Mountain bikers in the area have been noticing debris and other sabotage on certain trails, most of which end near Dempsey Road, for at least ten years.
The evidence, when presented to North Vancouver RCMP was compelling enough for them to arrest Ms Kraal, on January 4th 2015 at 5:00 am, when she was emerging from the forest.
At a hearing requested by Crown counsel Mark Myhre on Friday September 25th, during which the Crown made an application for Judge John Milne to view the trails in question in person, Ms. Tineke Kraal of North Vancouver pleaded guilty. This was the first hearing Ms Kraal has attended, but her lawyer entered the plea on her behalf.
At an earlier court appearance Mark Myhre indicated that the Crown would seek a conditional sentence, also referred to as house Arrest, and this was reiterated on Friday. The maximum sentence for summary offences is a fine of $5000 and six months jail time. Ms Kraal’s lawyer has indicated he would be seeking a conditional discharge.
The two mountain bikers have wished to remain anonymous until this point, but one has now been identified as Shaun Rivers, testified in court yesterday.
After a short recess, a ten-minute video, which included commentary and subtitles for context, was presented to court by Crown counsel. Three POV angles from the bike and rider were used along with hand held shots. Cones were placed on the trail to indicate areas where debris was regularly placed. The video was shown to persuade the Judge that viewing the trails first hand, to understand the danger posed by the placement of debris, was vital. The video, produced by the mountain bikers who originally collected the wildlife camera evidence, showed entire portion of Skull trail below the Baden Powell to the Mill St connector.

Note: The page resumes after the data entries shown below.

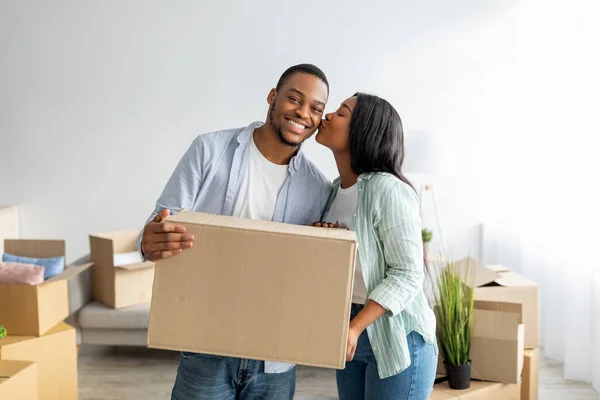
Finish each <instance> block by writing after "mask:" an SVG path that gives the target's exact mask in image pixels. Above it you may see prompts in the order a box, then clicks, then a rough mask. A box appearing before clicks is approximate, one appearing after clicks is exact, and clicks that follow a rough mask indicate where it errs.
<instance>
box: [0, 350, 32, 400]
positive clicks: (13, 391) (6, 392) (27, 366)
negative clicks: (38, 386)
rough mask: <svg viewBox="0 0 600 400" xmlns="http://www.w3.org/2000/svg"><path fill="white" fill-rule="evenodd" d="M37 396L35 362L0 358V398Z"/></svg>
mask: <svg viewBox="0 0 600 400" xmlns="http://www.w3.org/2000/svg"><path fill="white" fill-rule="evenodd" d="M0 343H2V342H0ZM38 398H39V392H38V366H37V364H35V363H33V362H29V361H6V360H0V399H15V400H16V399H18V400H38Z"/></svg>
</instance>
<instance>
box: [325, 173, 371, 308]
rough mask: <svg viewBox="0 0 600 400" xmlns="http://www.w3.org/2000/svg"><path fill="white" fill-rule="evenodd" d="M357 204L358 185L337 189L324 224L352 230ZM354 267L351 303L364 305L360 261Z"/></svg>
mask: <svg viewBox="0 0 600 400" xmlns="http://www.w3.org/2000/svg"><path fill="white" fill-rule="evenodd" d="M357 204H358V184H356V183H355V184H354V185H352V186H350V187H349V188H347V189H342V186H341V185H340V187H339V188H338V191H337V194H336V196H335V199H334V200H333V203H332V204H331V207H330V208H329V211H328V212H327V215H326V216H325V221H326V222H331V223H336V222H338V223H339V227H340V228H348V229H350V230H352V229H353V226H352V216H353V215H354V213H355V212H356V205H357ZM355 265H356V267H355V268H354V288H353V290H352V302H353V303H357V304H365V303H366V302H367V288H366V286H365V280H364V278H363V275H362V267H361V265H360V260H359V259H358V257H357V258H356V264H355Z"/></svg>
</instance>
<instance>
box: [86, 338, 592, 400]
mask: <svg viewBox="0 0 600 400" xmlns="http://www.w3.org/2000/svg"><path fill="white" fill-rule="evenodd" d="M177 363H178V358H177V354H175V353H170V352H161V351H155V350H146V349H139V348H99V347H96V346H84V347H82V348H81V351H80V355H79V387H80V389H79V393H80V397H79V398H80V400H137V399H140V400H142V399H143V400H159V399H160V400H168V399H170V393H171V388H172V386H173V382H174V379H175V373H176V371H177ZM540 366H541V368H540V397H539V399H540V400H600V395H598V394H597V393H596V392H595V391H594V390H593V389H592V388H591V386H590V385H586V384H582V383H578V382H569V381H565V380H564V379H562V368H561V366H560V365H553V364H550V363H548V362H545V361H543V360H542V361H541V362H540ZM296 382H297V390H296V399H299V400H310V399H312V400H317V399H337V395H336V389H335V373H334V372H333V371H330V370H322V369H316V368H306V367H298V374H297V381H296Z"/></svg>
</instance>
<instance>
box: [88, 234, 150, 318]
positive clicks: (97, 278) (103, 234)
mask: <svg viewBox="0 0 600 400" xmlns="http://www.w3.org/2000/svg"><path fill="white" fill-rule="evenodd" d="M138 234H139V231H136V230H124V231H115V232H108V233H96V234H90V252H91V257H92V262H93V263H94V267H93V268H92V287H93V289H92V292H93V297H94V299H95V300H97V301H100V302H101V303H103V304H105V305H106V306H108V307H112V308H122V307H128V306H133V305H136V304H143V303H149V302H150V300H151V299H152V280H153V278H154V263H152V262H149V261H146V262H142V261H141V262H135V263H131V264H125V265H115V264H118V262H117V263H115V261H116V260H118V259H119V258H120V257H119V256H120V255H122V254H124V253H132V252H136V251H137V249H136V247H135V241H136V239H137V236H138Z"/></svg>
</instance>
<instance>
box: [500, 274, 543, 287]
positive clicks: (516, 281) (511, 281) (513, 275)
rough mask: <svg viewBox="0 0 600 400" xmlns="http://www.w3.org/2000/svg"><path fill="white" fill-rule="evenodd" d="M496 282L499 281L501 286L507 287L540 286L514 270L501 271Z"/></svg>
mask: <svg viewBox="0 0 600 400" xmlns="http://www.w3.org/2000/svg"><path fill="white" fill-rule="evenodd" d="M496 283H498V284H499V285H500V286H506V287H519V286H538V284H537V283H535V282H534V281H532V280H529V279H527V278H525V277H524V276H521V275H519V274H517V273H516V272H512V271H508V272H503V273H501V274H500V278H498V279H497V280H496Z"/></svg>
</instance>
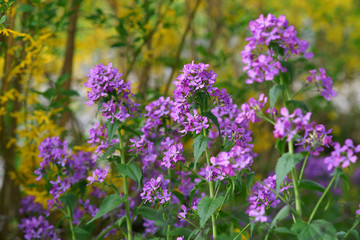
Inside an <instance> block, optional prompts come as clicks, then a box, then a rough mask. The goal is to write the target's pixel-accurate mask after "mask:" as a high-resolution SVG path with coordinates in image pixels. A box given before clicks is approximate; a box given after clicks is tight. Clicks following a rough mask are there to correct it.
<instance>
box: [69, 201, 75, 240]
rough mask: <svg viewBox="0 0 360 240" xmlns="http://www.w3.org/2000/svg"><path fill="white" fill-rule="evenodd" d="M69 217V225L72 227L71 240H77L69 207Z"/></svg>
mask: <svg viewBox="0 0 360 240" xmlns="http://www.w3.org/2000/svg"><path fill="white" fill-rule="evenodd" d="M67 215H68V216H69V225H70V232H71V239H72V240H76V238H75V233H74V226H73V225H72V217H71V212H70V208H69V207H67Z"/></svg>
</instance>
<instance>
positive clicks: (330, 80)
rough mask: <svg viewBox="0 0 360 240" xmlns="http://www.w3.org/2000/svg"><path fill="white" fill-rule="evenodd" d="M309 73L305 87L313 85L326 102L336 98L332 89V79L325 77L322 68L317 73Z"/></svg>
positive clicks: (316, 71) (327, 77)
mask: <svg viewBox="0 0 360 240" xmlns="http://www.w3.org/2000/svg"><path fill="white" fill-rule="evenodd" d="M309 73H310V74H311V75H310V76H309V77H308V78H307V79H306V81H307V82H306V85H309V84H314V85H315V86H316V87H317V88H318V89H319V91H320V95H321V96H323V97H324V98H325V99H326V100H328V101H330V100H331V98H333V97H336V95H337V92H336V91H335V90H333V89H332V79H331V77H329V76H326V71H325V69H324V68H319V73H317V70H316V69H314V70H310V71H309Z"/></svg>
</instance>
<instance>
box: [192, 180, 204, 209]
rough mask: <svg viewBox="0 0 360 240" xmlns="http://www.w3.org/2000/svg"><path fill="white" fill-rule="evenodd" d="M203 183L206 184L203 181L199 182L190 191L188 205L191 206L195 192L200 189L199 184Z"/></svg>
mask: <svg viewBox="0 0 360 240" xmlns="http://www.w3.org/2000/svg"><path fill="white" fill-rule="evenodd" d="M204 182H206V181H205V180H201V181H200V182H198V183H197V184H195V186H194V187H193V188H192V189H191V191H190V201H189V202H190V205H192V199H193V197H194V195H195V193H196V190H197V189H198V188H199V187H200V185H201V184H203V183H204Z"/></svg>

During the discussion between the two lawyers Judge Milne pressed Martin Peters for a plea. Peters informed the court that his client would plead guilty.
Despite Crown’s counsel’s contention that seeing the trails in person was the only way to accurately assess the danger these actions presented, Judge Milne, after viewing the video, wasn’t persuaded that this was necessary.
Ms Kraal’s plea agreement, negotiated by her lawyer, Martin Peters and Mark Myhre, includes an agreed upon statement of facts that acknowledges that serious injury was a potential outcome of her actions.
No date for sentencing has been announced.